ECLI:NL:CRVB:2018:2547
Centrale Raad van Beroep
- Hoger beroep
- Rechtspraak.nl
Beoordeling van het recht op ziekengeld na arbeidsongeschiktheid en de rol van maatgevende arbeid
In deze zaak heeft de Centrale Raad van Beroep op 16 augustus 2018 uitspraak gedaan in hoger beroep over het recht op ziekengeld van appellante, die zich op 3 maart 2014 ziek meldde met psychische klachten en fysieke klachten. Appellante ontving een uitkering op basis van de Werkloosheidswet en werd door het Uwv in aanmerking gebracht voor ziekengeld op grond van de Ziektewet. Het Uwv stelde echter vast dat appellante per 20 juni 2015 geen recht meer had op ziekengeld, omdat zij meer dan 65% van haar maatmaninkomen kon verdienen. Dit besluit werd door appellante bestreden, maar de rechtbank Limburg bevestigde het standpunt van het Uwv.
In hoger beroep heeft appellante alleen de rechtsgevolgen van het bestreden besluit aangevochten, waarbij zij stelde dat de maatman de voltijds werkende productiemedewerker is en dat er meer beperkingen gelden dan het Uwv heeft aangenomen. Het Uwv heeft in hoger beroep zijn standpunt gewijzigd en bevestigd dat de laatst verrichte arbeid als productiemedewerker de maatgevende arbeid is.
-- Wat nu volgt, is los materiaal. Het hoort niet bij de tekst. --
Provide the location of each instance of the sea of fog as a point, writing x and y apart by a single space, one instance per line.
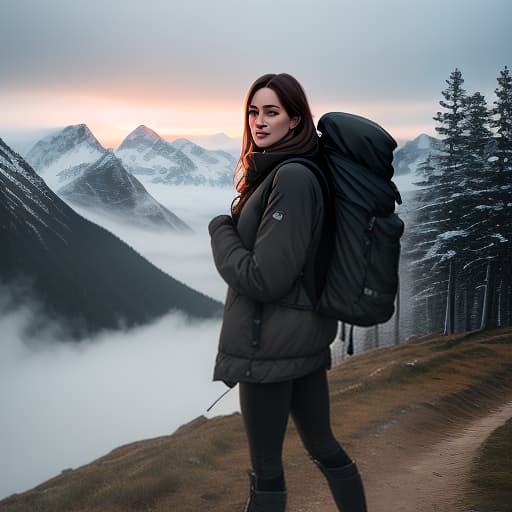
65 404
De Raad heeft de medische grondslag van het bestreden besluit onderschreven en geconcludeerd dat er geen aanleiding is voor het aannemen van een urenbeperking.
De Raad heeft uiteindelijk het hoger beroep van appellante afgewezen en de aangevallen uitspraak bevestigd, waarbij het Uwv werd veroordeeld in de proceskosten van appellante tot een bedrag van € 1.002,- en het griffierecht van € 124,- moest vergoeden. De uitspraak benadrukt de criteria voor het recht op ziekengeld en de rol van maatgevende arbeid in de beoordeling van arbeidsongeschiktheid.